Amount of Sleep during Childhood The Dunedin Study measured the amount of sleep per night in participants when they were aged between 5 and 11 years old. It was discovered that there was a direct correlation between the hours of sleep a child had at these ages and their body weight as an adult. Those who had the least sleep as children tended to become the most over weight adults. The reason for this is that sleep influences hormones which effect how hungry you become and when you feel full. Toddlers who slept less also tended to have problems with cognitive functioning during adolescence and anxiety issues during their 20s.
TV Watching/ Screen Time The Dunedin Study also measured how many hours of TV children watched. This also translates into general “screen time”. This was the generation who began having personal computers and computer games in their home during the 1980s, when such brands as ZX81 and Commodore 64 became available and games such as “Pac Man” and “Space Invaders” were the rage. Even those who did not have computers at home frequently had access to them via schools or to games in the “Video Arcades” which were popular in the 80s. As well as this, the invention of VHS meant that hours spent watching television increased dramatically… programmes could be taped and re-watched and the age of video rental shops had begun. The results are dramatic. The study showed that those who had more screen time were three times more likely to leave school early, regardless of their IQ or their family’s income. This may also be because excessive screen time has been linked to self control, a majorly important component in predicting future life trajectory, (which we will examine in greater detail in a later article) and which is the case regardless of intelligence.
Conclusions drawn from this for those of us wishing to guide our children towards a more positive life trajectory? 1) Don’t be pushy about toilet training, most kids are toilet trained before they start school (boys tend to take a little longer than girls). 2) Don’t make a big deal of bed wetting or thumb sucking. 3) Don’t force a child who is left handed to use their right hand. 4) Ensure your child has adequate sleep and investigate any obvious sleep issues early 5) Limit screen time… discussing and creating a “contract” with your child about this can be good and also encourages a degree of self-regulation.

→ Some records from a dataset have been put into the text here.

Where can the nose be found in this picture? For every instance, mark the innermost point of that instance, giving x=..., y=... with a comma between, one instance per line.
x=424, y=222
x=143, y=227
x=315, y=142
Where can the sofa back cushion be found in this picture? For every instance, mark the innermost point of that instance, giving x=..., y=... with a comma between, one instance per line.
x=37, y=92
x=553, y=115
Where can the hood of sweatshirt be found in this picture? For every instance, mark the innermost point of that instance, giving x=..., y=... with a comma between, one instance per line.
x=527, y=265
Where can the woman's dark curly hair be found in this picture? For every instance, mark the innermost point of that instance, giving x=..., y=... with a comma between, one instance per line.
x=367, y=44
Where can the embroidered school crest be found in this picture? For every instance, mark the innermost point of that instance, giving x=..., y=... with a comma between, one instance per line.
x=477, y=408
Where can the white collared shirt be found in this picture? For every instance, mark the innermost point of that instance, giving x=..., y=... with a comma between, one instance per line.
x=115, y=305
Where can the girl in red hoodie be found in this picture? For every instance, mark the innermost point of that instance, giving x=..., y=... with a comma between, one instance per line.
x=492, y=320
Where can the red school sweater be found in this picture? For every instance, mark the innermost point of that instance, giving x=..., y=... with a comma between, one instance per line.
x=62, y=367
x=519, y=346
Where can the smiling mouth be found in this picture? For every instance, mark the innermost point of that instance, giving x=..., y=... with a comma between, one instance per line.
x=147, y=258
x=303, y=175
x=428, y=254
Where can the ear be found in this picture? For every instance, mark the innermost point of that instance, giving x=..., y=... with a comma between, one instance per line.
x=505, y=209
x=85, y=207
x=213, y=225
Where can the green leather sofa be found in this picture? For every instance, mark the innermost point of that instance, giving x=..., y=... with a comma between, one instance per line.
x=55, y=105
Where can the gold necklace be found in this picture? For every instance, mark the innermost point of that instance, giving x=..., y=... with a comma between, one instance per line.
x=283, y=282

“…the thing which is special about The Dunedin Study is that we have measured multiple aspects of human health and development, so we get a complete picture of people’s lives.” —-Professor Richie Poulton, study director.
The comprehensive nature of The Dunedin Longitudinal Study as well as the high rate of retention of participants (only 35% of participants still live in Dunedin, but 95% remain in the study and return regularly to participate), gives weight to the findings listed above, as well as strategies for reducing negative outcomes and increasing the chances of a positive life trajectory, through early intervention, for the children of today.